「総務省が29日発表した6月の家計調査によると、1世帯(2人以上)当たりの消費支出は27万2791円と物価変動を除いた実質で前年同月比3・0%減少しました。消費税増税前の駆け込み需要の反動減で3カ月連続のマイナスとなりました。 減少幅は5月(8・0%減)に比べ縮小したものの、1989年4月の消費税導入時、97年4月の税率引き上げ時と比べ、5~6㌽大きくなっています」(「しんぶん赤旗」30日付)
「6月時点の実質消費支出指数は、消費税が導入された1989年99・7、消費税率を3%から5%へ引き上げた97年は99・1でした。 それに対し、今年は93・9でした。 89年に対しては5・8㌽、97年比では5・2㌽も低くなっています。 とりわけ、光熱・水道代や教養・娯楽代で減少が目立ちます。 実質消費支出指数とは、前年平均を100とする消費支出の季節調整指数です」(同紙)

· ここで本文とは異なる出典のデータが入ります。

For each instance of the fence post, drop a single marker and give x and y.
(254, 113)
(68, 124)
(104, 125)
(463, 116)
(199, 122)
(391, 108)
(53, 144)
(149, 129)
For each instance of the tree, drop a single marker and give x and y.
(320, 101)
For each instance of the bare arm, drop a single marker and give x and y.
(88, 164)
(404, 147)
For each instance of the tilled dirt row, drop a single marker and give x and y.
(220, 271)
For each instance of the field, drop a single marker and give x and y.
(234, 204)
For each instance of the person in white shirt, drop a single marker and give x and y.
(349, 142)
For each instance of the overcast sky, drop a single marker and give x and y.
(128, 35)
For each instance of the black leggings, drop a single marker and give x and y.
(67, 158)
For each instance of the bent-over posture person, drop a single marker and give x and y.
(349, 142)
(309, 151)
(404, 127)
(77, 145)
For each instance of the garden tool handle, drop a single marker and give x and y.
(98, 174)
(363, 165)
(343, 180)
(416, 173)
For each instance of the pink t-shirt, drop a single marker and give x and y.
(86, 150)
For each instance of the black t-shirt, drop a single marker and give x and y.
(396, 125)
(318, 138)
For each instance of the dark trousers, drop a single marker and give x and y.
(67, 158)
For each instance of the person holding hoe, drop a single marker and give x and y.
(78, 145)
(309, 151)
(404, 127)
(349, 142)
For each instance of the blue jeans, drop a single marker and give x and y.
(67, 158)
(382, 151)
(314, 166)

「消費支出の落ち込みが大きい背景には、所得の伸び悩みがあります。 勤労者世帯の6月の実収入は前年同月に比べて1万8303円減少し、名目でマイナス2・5%、物価変動を考慮に入れた実質で6・6%の大幅減少でした。 実収入から税や社会保険料を除き、家計が自由に使えるお金とされる可処分所得は、実質8・0%の減少です」(同紙)

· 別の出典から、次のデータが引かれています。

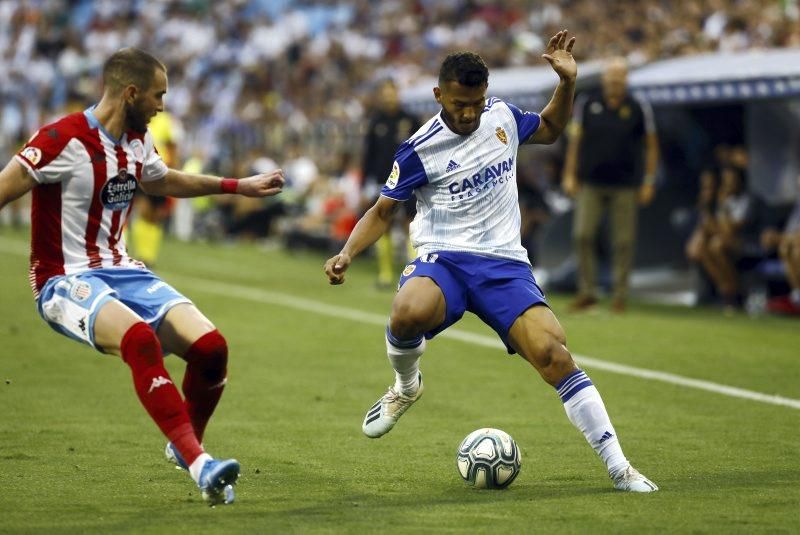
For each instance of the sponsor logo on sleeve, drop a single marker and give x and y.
(32, 154)
(501, 135)
(391, 182)
(80, 291)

「賃金が伸びないもとで、物価ばかりが上昇しています。 この家計の苦しさをかえりみず、来年10月に消費税増税をねらう安倍晋三内閣は退陣に追い込むしかありません」(同紙)
「総務省が29日発表した労働力調査によると、6月の全国の完全失業率(季節調整値)は前月比0・2㌽悪化し、3・7%となりました。 悪化は10カ月ぶりです。 完全失業者数は244万人で同11万人増加しました。 完全失業率を年齢別にみると15~24歳の若年層で7・2%と、前月比0・9㌽悪化しました。 とりわけ男性では、1・1㌽悪化の8・6%と深刻な水準です」(同紙)
「役員を除く雇用者数(原数値)は5260万人と前年同月比34万人増加しました。 しかし、正規雇用は同2万人の減少です。 とりわけ男性の正社員は同15万人も減少しました。 一方、非正規雇用は同36万人増加し、1936万人となりました。 雇用者に占める非正規雇用の割合は36・8%となりました」(同紙、以下同じ)
「雇用者数を従業上の地位別にみると、『常雇い』のうち『有期の契約』は1054万人。 『臨時雇い』の345万人、『日雇い』67万人と合わせ、有期雇用労働者は1466万人でした」
「正社員の有効求人倍率は0・68倍と前月比0・01㌽上昇したものの、いまだに求職者3人に対し2人分程度の求人しかない状況です」
安倍首相は、通常国会閉会後の記者会見で、「この国会は、まさしく好循環実現国会でありました。企業の収益が雇用の拡大や所得の上昇につながり、まさに経済の好循環が生まれようとしています」と自画自賛しました。
日本共産党の志位和夫委員長は、15日の記念講演会で「経済の好循環なるものは現実にはどこにも存在しておりません。 首相の頭のなかにだけ存在する、『幻』にすぎません」と厳しく指摘しました。